Quuxplusone commented 5 years ago


Bugzilla Link	PR43960
Status	NEW
Importance	P enhancement
Reported by	Samuel Pitoiset (samuel.pitoiset@gmail.com)
Reported on	2019-11-11 02:28:25 -0800
Last modified on	2020-01-14 08:56:29 -0800
Version	trunk
Hardware	PC Linux
CC	carl.ritson@amd.com, cwabbott0@gmail.com, david.stuttard@amd.com, htmldeveloper@gmail.com, llvm-bugs@lists.llvm.org, Matthew.Arsenault@amd.com, nhaehnle@gmail.com, tpr.ll@botech.co.uk
Fixed by commit(s)
Attachments	`while-inside-switch.log` (9711 bytes, text/x-log)
Blocks
Blocked by
See also

Created attachment 22792
output

Hi,

dEQP-VK.graphicsfuzz.while-inside-switch hangs the GPU with RADV. According to
my investigation, it's because of a missing null export. See the 'output'
attachement, I think the compiler should emit 'exp null off, off, off, off done
vm' before 's_endpgm'.

FWIW, that test works with ACO.

Quuxplusone commented 5 years ago

Attached while-inside-switch.log (9711 bytes, text/x-log): output

Quuxplusone commented 5 years ago

Hi,

I believe with the example changing "br label %loop6" to "br label %endloop1"
will fix the output so the export is not skipped.
It is my understanding that the backend expects control flow convergences after
a kill for the export to be reached by all lanes.
So this could be a RADV issue?

As a related note, I have experimented with implementing a pass in the backend
to add missing null exports in control paths where no export done will be
visited; however the required analysis quickly becomes somewhat complex.
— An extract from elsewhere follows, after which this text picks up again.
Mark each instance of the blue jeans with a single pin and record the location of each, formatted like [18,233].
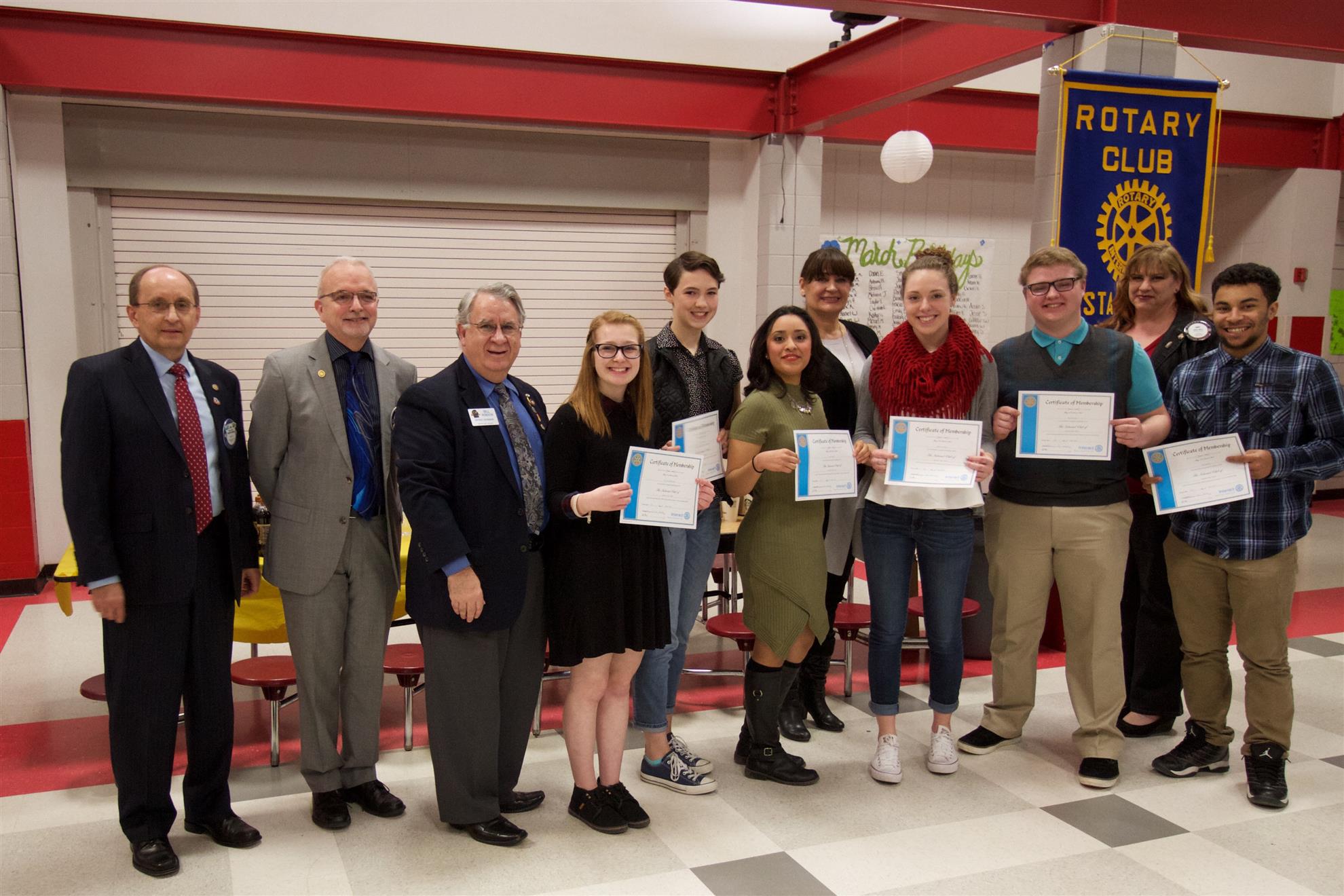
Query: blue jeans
[690,554]
[944,540]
So
while it is possible for the backend to handle this, I think it is probably
preferable that front-end (in this case RADV) simply ensures there will be an
export done in all control paths.

Thanks,

Carl

Quuxplusone commented 5 years ago

> I believe with the example changing "br label %loop6" to "br label
> %endloop1" will fix the output so the export is not skipped.
> It is my understanding that the backend expects control flow convergences
> after a kill for the export to be reached by all lanes.
> So this could be a RADV issue?

Changing "br label %loop6" to "br label %endloop1" should work yes. Although
this chunk of code [1] is totally dumb, it's correct and I think the backend
compiler should understand it and detect that the loop is actually not a loop?

It could be also be "fixed" at NIR level (the IR used by Mesa) but that looks
like a workaround to me. FWIW, ACO handles it correctly.

[1]
loop6:                                            ; preds = %endif2, %loop6
  call void @llvm.amdgcn.kill(i1 false) #3
  br label %loop6

Quuxplusone commented 5 years ago

I think the design of the kill intrinsic is broken. It should produce a boolean to branch to somewhere on, such as a block ending in unreachable.